長い夢から覚めたナオは、夢のことをキーナとサヨにうち明ける。

800年前の真相、アベルの言った約束、それらの答えを探すため、3人は村の協会へと向かった。

オレが起きたのは、昨日とは違い、まだ太陽の出ていない早朝だった。

外はまだ薄暗く、はく息が白い。

昨日のような不思議な夢は見なかった。

ベランダに出てみると、朝の冷たい空気が頬をなでる。

「はぁ・・・。」

オレは元の世界に戻ることが出来るのだろうか。オレがここにいる間、あっちの世界ではどうなっているんだろうか。

オレとサヨには、800年前の神の魂が宿っている。だから『空白の書』の守護者になってしまって・・・。

今思えば、本を拾ったあの日から、全てが始まったんだ。

もしあの時、本を置いていっていれば、今まで通りの平凡な暮らしを続けることが出来たのかもしれない。

それとも、オレがあの日を境に、不思議な事件に巻き込まれていくのは、初めから決まっていた事なのだろうか。

「・・・って、どうしようもないか。」

力無くぼそっ、と呟いた。

その時、眩しいくらいに輝いている朝日が、オレの目に映った。

こんなに朝日を眩しいと思ったのは初めてだ。

「すげぇ・・・。」

「ほんとキレイね。」

「うわっ!」

またしても隣のベランダに現れたのは、キーナだった。

「どうしたの?」

「何だよキーナ。またかよ。」

「食堂に行きましょう。朝食ができてるわ。」

「こんな早くに?」

「早めに協会に着いた方がいいでしょ?だから、いつもより早めに朝食を作ってもらったのよ。」

「なるほど。」

オレたちはベランダを出て、食堂に向かった。



「おっそいよ!2日にわたって寝坊?」

「今日は結構早かったぞ!」

「まあまあケンカせずに。」

サヨはすっかり宿の主人と仲良くなっていた。オレたちが食堂に入ったときには、朝食の準備をする主人と話していた。

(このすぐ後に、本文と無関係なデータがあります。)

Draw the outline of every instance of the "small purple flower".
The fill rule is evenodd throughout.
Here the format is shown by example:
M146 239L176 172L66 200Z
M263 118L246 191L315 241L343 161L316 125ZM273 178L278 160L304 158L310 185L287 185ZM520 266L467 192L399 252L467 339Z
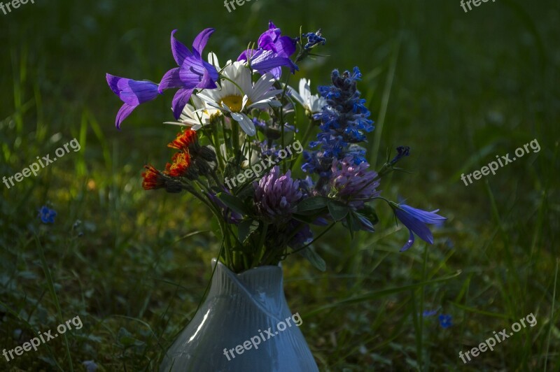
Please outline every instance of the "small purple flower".
M302 34L302 37L307 38L307 43L303 47L304 49L309 50L321 44L324 45L327 43L327 39L323 37L321 34L321 29L317 30L316 32L308 32L307 34Z
M412 246L414 243L414 234L426 243L433 244L433 236L426 224L438 224L447 220L446 217L435 213L440 210L439 209L428 212L406 204L397 204L392 201L390 202L390 205L395 215L402 222L402 224L408 228L410 234L408 241L400 248L400 252L407 250Z
M261 74L270 72L276 79L281 76L282 66L288 67L292 73L294 73L299 69L290 57L295 52L296 40L281 34L280 29L272 21L270 21L268 31L262 33L258 38L258 49L244 50L237 58L237 61L249 61L253 69Z
M442 328L447 329L453 325L451 322L451 316L450 314L442 314L438 319L440 321L440 325L442 326Z
M171 49L178 67L172 69L163 76L159 92L179 88L173 98L173 115L178 120L183 108L190 99L195 89L214 89L218 79L216 67L202 59L202 50L214 29L206 29L192 43L192 52L175 38L177 30L171 33Z
M437 308L435 310L425 310L424 311L424 313L422 313L422 316L424 316L424 317L433 317L435 314L437 314L439 310L440 310L440 309L438 309L438 308Z
M259 181L253 183L255 187L255 204L262 215L274 221L284 221L291 216L292 208L303 194L300 181L291 177L288 170L280 174L280 168L274 166Z
M377 191L379 181L377 173L374 171L367 171L370 164L363 162L359 164L353 162L351 157L345 157L342 160L332 162L330 176L330 186L335 193L335 196L356 209L360 209L365 201L355 199L367 199L377 196L380 192ZM331 192L332 193L332 192Z
M38 217L43 224L54 224L57 213L53 209L49 209L46 206L43 206L39 209Z
M133 80L126 78L119 78L107 73L107 84L111 90L125 104L117 113L115 125L120 129L120 123L127 118L132 110L140 103L151 101L158 96L158 85L151 81Z

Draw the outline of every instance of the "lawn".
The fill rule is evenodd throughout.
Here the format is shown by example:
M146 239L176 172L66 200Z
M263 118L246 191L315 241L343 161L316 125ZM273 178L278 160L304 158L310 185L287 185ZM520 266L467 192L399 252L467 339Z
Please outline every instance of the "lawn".
M0 352L72 327L36 351L0 357L0 370L158 370L196 311L220 239L195 198L142 189L143 166L165 164L176 133L163 124L172 95L119 131L121 103L105 74L157 81L176 65L175 29L188 43L215 27L206 51L235 59L269 20L284 34L321 28L327 39L290 85L310 78L315 89L334 69L359 66L375 122L370 164L379 169L388 150L410 147L383 195L448 219L432 228L433 245L416 239L400 252L408 231L380 204L374 234L340 227L314 244L325 272L298 255L283 263L319 369L558 371L560 5L548 0L468 12L458 0L0 10ZM10 184L48 155L57 161ZM500 166L489 174L493 162ZM43 206L56 211L52 223L38 217Z

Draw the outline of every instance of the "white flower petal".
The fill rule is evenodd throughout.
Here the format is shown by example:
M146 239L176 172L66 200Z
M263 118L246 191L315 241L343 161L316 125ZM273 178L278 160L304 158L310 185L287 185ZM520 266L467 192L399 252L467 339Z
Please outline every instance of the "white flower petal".
M300 105L303 106L305 106L305 102L304 102L303 99L299 93L295 92L295 89L291 87L288 87L288 91L290 92L290 94L291 94L292 97L293 97L293 99L296 100Z
M247 134L248 136L254 136L257 133L255 129L255 124L251 121L248 117L244 113L232 113L232 117L233 120L239 123L239 127L243 129L243 131Z
M225 110L228 113L231 113L232 112L232 109L230 108L230 107L224 103L223 101L222 101L221 103L222 103L222 107L223 108L224 110Z
M214 52L208 53L208 63L216 67L216 69L218 71L221 70L220 69L220 63L218 62L218 56Z

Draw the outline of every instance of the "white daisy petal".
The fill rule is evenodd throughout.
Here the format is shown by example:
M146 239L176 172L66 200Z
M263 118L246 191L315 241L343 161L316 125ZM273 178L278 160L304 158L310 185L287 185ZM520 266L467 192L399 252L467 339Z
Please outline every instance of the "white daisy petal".
M295 92L295 90L291 87L288 87L288 91L290 92L290 94L292 97L296 100L300 105L305 106L305 103L303 101L303 99L300 95L299 93Z
M232 112L232 109L231 109L231 108L230 108L227 106L227 105L226 105L225 103L223 103L223 101L222 101L221 103L222 103L222 107L224 108L224 110L226 110L226 111L227 111L228 113L231 113L231 112Z
M256 134L257 131L255 129L255 124L246 115L232 113L232 117L233 117L234 120L239 123L239 127L241 127L243 131L246 133L248 136L252 136Z

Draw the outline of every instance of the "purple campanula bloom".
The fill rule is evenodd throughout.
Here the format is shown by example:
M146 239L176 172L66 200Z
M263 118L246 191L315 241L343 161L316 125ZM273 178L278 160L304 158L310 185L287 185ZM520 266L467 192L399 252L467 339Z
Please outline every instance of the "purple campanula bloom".
M253 185L257 210L262 215L277 222L289 218L292 208L303 196L300 181L292 178L289 170L281 175L278 166Z
M351 157L342 160L334 160L332 166L330 186L336 192L336 197L348 201L351 207L360 209L367 199L377 196L379 181L376 180L377 173L367 171L370 164L362 162L355 164Z
M395 215L402 222L402 224L408 228L410 234L408 241L400 249L400 252L406 250L412 246L414 243L414 234L426 243L433 244L433 236L428 227L426 226L426 224L438 224L447 220L446 217L435 213L440 210L439 209L428 212L427 210L412 208L406 204L397 204L392 201L390 202L390 205L395 213Z
M270 21L268 30L258 38L258 49L244 50L237 61L249 61L253 69L261 74L270 72L278 79L282 73L282 66L288 67L292 73L299 69L290 58L295 52L295 39L282 36L280 29Z
M120 129L122 120L140 103L148 102L158 96L158 85L151 81L133 80L110 73L107 73L106 77L111 90L125 103L118 110L115 120L118 129Z
M171 33L171 49L178 67L172 69L163 76L159 92L178 88L173 98L173 114L178 120L183 108L190 99L195 89L214 89L218 79L216 67L202 59L202 50L214 29L206 29L192 43L192 52L175 38L177 30Z

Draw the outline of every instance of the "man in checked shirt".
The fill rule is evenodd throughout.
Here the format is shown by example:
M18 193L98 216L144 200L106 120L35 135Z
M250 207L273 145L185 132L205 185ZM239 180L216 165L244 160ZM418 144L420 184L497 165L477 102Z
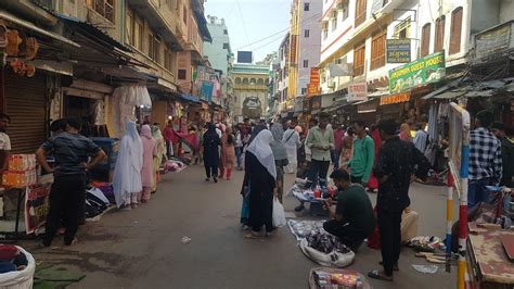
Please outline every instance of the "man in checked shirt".
M487 128L493 121L490 111L475 117L475 129L470 131L470 186L467 206L489 202L486 186L498 186L502 175L501 142Z

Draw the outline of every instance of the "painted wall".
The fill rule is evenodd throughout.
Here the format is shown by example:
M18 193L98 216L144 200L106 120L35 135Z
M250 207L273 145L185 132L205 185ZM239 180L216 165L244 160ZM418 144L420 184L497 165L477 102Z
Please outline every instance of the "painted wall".
M309 3L309 11L304 11L305 3ZM301 88L307 89L310 81L310 68L316 67L320 62L322 8L320 0L300 0L297 96L305 95L301 93ZM309 37L305 37L306 29L309 30ZM305 60L309 62L308 67L304 67Z
M227 25L222 20L217 20L216 22L210 20L207 27L213 37L213 42L204 42L204 54L208 56L213 68L220 70L224 75L227 75L229 67L229 61L227 58L230 53L228 48L223 48L223 43L228 43L230 47L230 37ZM224 34L226 30L227 34Z

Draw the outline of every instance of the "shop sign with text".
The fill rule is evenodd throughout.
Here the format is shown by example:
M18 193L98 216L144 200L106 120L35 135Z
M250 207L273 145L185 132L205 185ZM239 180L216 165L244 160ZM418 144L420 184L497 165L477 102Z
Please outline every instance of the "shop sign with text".
M410 93L398 93L381 98L381 105L396 104L401 102L407 102L411 99Z
M355 83L348 86L348 102L363 101L368 98L367 83Z
M437 52L389 71L389 92L440 81L446 74L445 52Z
M387 39L387 63L411 62L411 39Z

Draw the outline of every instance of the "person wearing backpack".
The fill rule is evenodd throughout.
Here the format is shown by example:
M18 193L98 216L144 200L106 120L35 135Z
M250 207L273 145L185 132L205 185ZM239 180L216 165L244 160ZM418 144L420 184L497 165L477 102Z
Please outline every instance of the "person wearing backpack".
M500 186L512 188L514 183L514 143L506 137L505 128L502 123L493 122L490 131L501 141L501 159L503 164L503 174Z

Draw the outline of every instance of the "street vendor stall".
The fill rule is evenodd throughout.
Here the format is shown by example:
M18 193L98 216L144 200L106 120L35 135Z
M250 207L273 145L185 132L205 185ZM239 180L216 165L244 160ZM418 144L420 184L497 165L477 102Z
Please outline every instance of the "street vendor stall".
M512 288L514 263L506 250L514 246L514 229L496 224L468 225L468 288ZM504 246L510 247L505 249Z

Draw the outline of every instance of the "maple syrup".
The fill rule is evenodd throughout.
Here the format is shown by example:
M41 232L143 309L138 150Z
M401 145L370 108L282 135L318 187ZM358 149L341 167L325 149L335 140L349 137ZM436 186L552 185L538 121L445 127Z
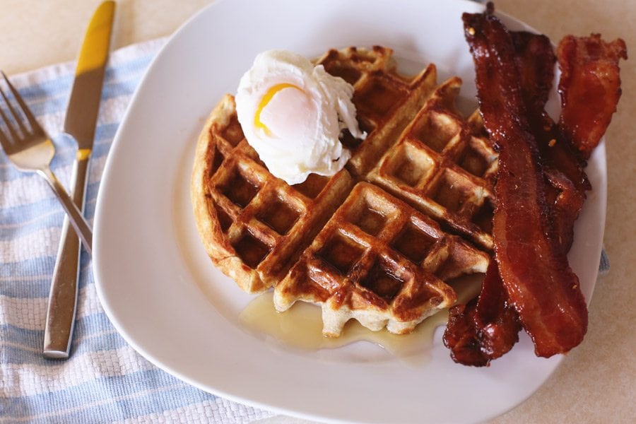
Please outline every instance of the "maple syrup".
M458 301L465 302L475 297L482 278L483 275L480 274L452 281L450 284L458 293ZM273 293L269 291L254 298L241 312L239 320L249 331L269 336L278 343L293 348L315 351L368 342L404 363L420 365L428 361L435 329L446 324L448 312L441 310L429 317L409 334L393 334L386 329L372 331L351 319L340 337L329 338L322 336L319 306L299 301L287 311L278 312L273 306Z

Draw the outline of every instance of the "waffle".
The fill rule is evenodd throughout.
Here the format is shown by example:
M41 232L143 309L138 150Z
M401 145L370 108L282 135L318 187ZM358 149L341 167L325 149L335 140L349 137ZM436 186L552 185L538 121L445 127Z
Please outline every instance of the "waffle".
M323 334L351 318L408 333L452 306L442 280L484 272L488 257L379 187L359 182L285 278L274 289L284 311L302 300L322 306Z
M192 204L212 261L248 293L273 287L278 310L320 303L329 336L351 318L408 332L454 302L444 281L485 272L490 259L496 154L478 114L455 110L459 78L437 86L434 65L402 76L391 54L350 47L317 61L353 85L368 134L344 131L352 157L332 177L273 177L230 95L196 146Z
M457 111L461 86L453 77L435 90L367 179L492 249L497 153L478 111Z

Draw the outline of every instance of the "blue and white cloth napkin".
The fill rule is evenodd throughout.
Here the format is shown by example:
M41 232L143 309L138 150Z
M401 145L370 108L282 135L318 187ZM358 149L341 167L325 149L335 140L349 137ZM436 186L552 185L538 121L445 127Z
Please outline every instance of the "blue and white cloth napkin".
M111 55L86 194L89 219L115 131L164 42L136 45ZM52 168L66 187L76 148L60 131L74 68L74 63L65 63L11 77L53 137L57 152ZM135 352L104 313L86 254L71 356L44 359L47 302L63 218L45 181L18 171L0 152L0 424L249 423L273 415L199 390Z

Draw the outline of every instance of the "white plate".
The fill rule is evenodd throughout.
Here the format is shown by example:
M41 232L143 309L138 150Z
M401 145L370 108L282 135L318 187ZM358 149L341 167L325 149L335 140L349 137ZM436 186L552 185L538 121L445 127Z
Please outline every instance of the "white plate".
M430 361L419 367L380 358L370 343L303 352L254 336L238 320L254 298L213 268L190 207L190 170L203 119L223 93L235 91L258 52L283 48L313 57L332 47L382 45L393 47L403 64L432 61L442 78L461 76L463 95L472 98L473 64L461 15L481 7L417 0L225 1L178 31L133 100L98 199L98 291L126 340L204 390L322 420L481 421L536 390L561 357L536 358L524 335L488 368L454 364L440 331ZM504 20L513 29L525 28ZM605 222L603 145L588 172L595 189L577 223L570 257L589 300Z

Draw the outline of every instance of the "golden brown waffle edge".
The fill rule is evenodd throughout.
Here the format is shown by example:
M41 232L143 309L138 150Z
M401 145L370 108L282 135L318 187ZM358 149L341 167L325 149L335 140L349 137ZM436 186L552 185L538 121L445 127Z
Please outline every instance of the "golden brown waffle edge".
M428 186L423 183L418 186L421 178L414 183L417 179L409 179L408 170L396 171L395 165L396 158L425 158L437 163L437 154L440 156L437 158L437 165L442 170L446 170L444 172L458 175L454 181L465 182L470 189L467 192L474 194L478 203L481 202L479 205L490 201L490 175L496 166L496 162L493 162L496 155L491 155L494 152L481 134L478 114L464 119L454 110L452 103L461 84L459 78L436 86L432 65L414 78L403 77L395 71L391 53L390 49L384 47L350 47L330 50L318 61L328 71L340 73L353 83L358 120L361 127L369 131L369 136L362 143L351 137L347 141L345 136L343 142L353 151L352 159L334 177L312 175L305 183L290 187L269 174L243 139L236 119L234 99L230 95L223 97L208 117L196 146L192 201L197 229L212 261L248 293L276 286L275 298L279 310L288 307L297 300L321 303L324 332L331 336L339 334L342 325L352 317L372 329L387 325L392 332L408 332L426 316L450 306L454 301L454 292L444 281L461 273L485 272L489 259L488 254L472 245L476 242L487 250L491 244L488 238L489 232L481 228L478 230L478 226L476 227L470 218L456 213L461 210L461 206L457 208L457 199L441 201L446 204L444 205L430 200L432 189L425 189ZM379 91L373 93L374 90ZM374 101L377 105L370 103ZM479 152L482 158L486 158L488 172L477 177L462 169L459 163L466 154L463 150L459 151L461 150L459 147L454 151L452 141L447 140L449 147L446 151L444 147L437 152L425 141L413 136L415 126L424 119L423 114L434 110L457 119L456 124L461 127L462 148L468 148L471 143L478 145L482 149ZM456 146L459 144L455 142ZM411 146L408 148L410 153L405 153L407 145ZM470 161L466 163L470 167ZM443 185L444 181L437 177L435 187ZM359 182L352 192L356 182ZM478 189L483 192L481 197ZM402 286L396 293L403 295L396 295L396 298L399 299L398 304L408 304L411 310L397 307L391 302L379 305L382 302L377 300L382 298L382 295L375 295L370 302L369 298L373 296L367 293L369 290L359 286L354 287L355 290L341 290L348 293L346 301L334 296L334 293L326 298L326 292L317 296L312 291L316 287L310 284L311 278L306 276L307 273L328 274L333 269L333 269L333 266L323 264L322 269L307 266L307 258L321 249L321 242L327 241L324 240L326 234L333 233L338 223L343 222L338 220L348 213L348 208L359 201L356 196L360 193L384 199L386 205L402 211L401 216L411 217L408 219L420 223L428 222L427 228L437 228L430 230L437 235L432 237L435 240L433 245L439 251L437 256L429 255L430 252L427 252L425 257L429 259L418 262L416 258L413 261L408 254L417 257L419 254L405 254L385 241L384 256L375 257L384 258L378 259L384 261L383 264L374 268L373 264L367 263L370 268L359 267L359 272L366 276L387 271L387 275L395 277L399 273L396 269L401 264L403 273L397 280ZM453 212L448 213L449 209L453 209ZM418 218L413 218L415 216ZM458 216L464 220L457 219ZM369 235L363 230L355 225L353 227L358 228L356 231L362 231L359 236L367 237L367 248L371 252L375 236L368 239ZM393 236L397 237L396 234ZM303 273L304 281L298 277ZM351 276L346 279L349 285L356 283ZM305 292L303 283L307 286ZM343 285L342 281L339 283ZM288 290L290 284L296 284L291 294ZM418 285L424 288L420 290L436 293L429 297L429 300L435 300L427 303L420 299L419 303L404 303L408 298L408 290L413 291L413 286Z

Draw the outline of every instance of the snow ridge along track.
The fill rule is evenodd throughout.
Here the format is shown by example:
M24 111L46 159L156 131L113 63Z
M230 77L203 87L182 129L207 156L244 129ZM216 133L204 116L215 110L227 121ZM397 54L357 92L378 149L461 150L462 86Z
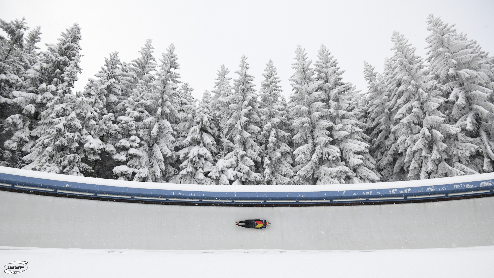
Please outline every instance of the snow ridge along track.
M494 195L494 173L318 185L204 185L106 180L0 167L0 190L168 205L304 206L444 201Z

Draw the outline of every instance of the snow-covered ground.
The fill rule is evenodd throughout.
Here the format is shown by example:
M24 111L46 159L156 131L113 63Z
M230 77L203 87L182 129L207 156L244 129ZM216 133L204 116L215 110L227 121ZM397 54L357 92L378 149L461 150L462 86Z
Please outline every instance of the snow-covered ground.
M493 277L494 246L361 251L144 250L0 247L16 277ZM3 276L6 275L2 274Z

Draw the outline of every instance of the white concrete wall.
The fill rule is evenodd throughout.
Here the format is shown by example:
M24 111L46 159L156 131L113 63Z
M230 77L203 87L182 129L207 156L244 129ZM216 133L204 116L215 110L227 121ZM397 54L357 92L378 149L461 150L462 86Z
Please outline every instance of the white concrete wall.
M382 249L494 245L494 197L320 207L151 205L0 191L0 245ZM264 218L265 230L235 222Z

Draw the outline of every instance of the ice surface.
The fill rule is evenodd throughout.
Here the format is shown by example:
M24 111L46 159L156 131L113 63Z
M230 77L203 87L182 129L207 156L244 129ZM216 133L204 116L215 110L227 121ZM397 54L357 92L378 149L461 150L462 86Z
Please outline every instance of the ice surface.
M250 278L257 275L270 278L482 278L493 277L494 246L329 251L174 251L0 246L0 264L19 260L28 262L29 268L17 275L26 278Z

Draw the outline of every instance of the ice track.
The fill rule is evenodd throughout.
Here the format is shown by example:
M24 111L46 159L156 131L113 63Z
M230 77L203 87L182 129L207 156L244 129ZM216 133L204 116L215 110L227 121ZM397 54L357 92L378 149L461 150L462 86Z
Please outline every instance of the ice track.
M415 186L402 182L308 186L303 191L293 186L284 187L284 191L279 186L218 186L200 191L206 187L1 167L0 245L168 250L368 250L494 245L493 178L494 174L489 174L437 179L414 182ZM421 189L424 186L425 191ZM393 189L393 196L375 194ZM168 191L194 193L181 195L179 199L185 201L177 200ZM341 192L353 193L342 195ZM354 194L357 192L362 193ZM240 197L234 197L235 194ZM428 196L413 197L424 194ZM198 198L198 195L203 195ZM206 198L225 201L203 200ZM344 198L353 200L335 201ZM252 201L236 203L242 198ZM284 201L287 200L290 201ZM257 230L234 224L257 218L272 225Z

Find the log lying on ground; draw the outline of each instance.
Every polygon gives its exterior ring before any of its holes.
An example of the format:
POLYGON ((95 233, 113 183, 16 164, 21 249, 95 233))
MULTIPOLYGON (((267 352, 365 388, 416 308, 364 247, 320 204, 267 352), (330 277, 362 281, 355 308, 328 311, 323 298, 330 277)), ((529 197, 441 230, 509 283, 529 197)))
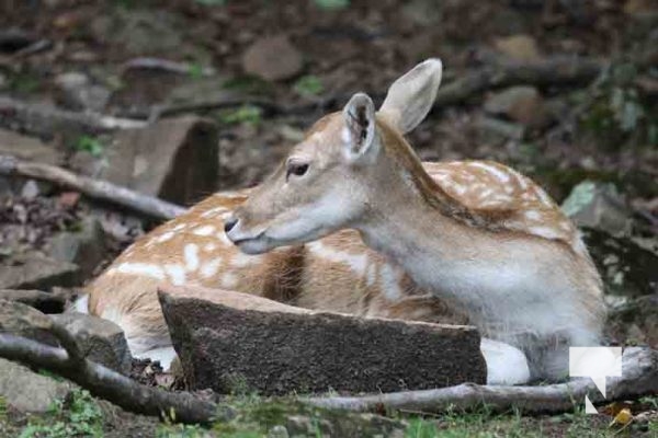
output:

「金髪の姉さん。私の見たところでは、あんた協会の人だろ?」

「えぇ。私は協会本部から来た、キーナ=レイチェルといいます。これから本部へ戻る予定です。」

人の良さそうな感じの主人は、笑いながら言った。

「本部といったら静寂の森かぁ。それなら、いくらか食料をやろう。あんたならケース持ってんだろう?」

「いいんですか?なら、お願いします。」

そういってキーナが取り出したのは、5センチ四方の立方体の箱だった。

「ケースって何?」

初めて見るものに、サヨは目を輝かせている。

「これはケースっていって、どんな大きさの物でも無限に入るケースなの。これを持っているのは、神と協会の人、あとは守護者と一部のクロム族だけ。私が昨日使ったペンも、ケースと同じ。こういうのを神具というのよ。」

「しんぐ?神の道具ってことか?」

宿の主人は厨房の奥から、たくさんの食料を持ってきた。さらに何か思いだしたかのように、再び厨房の奥に戻っていった。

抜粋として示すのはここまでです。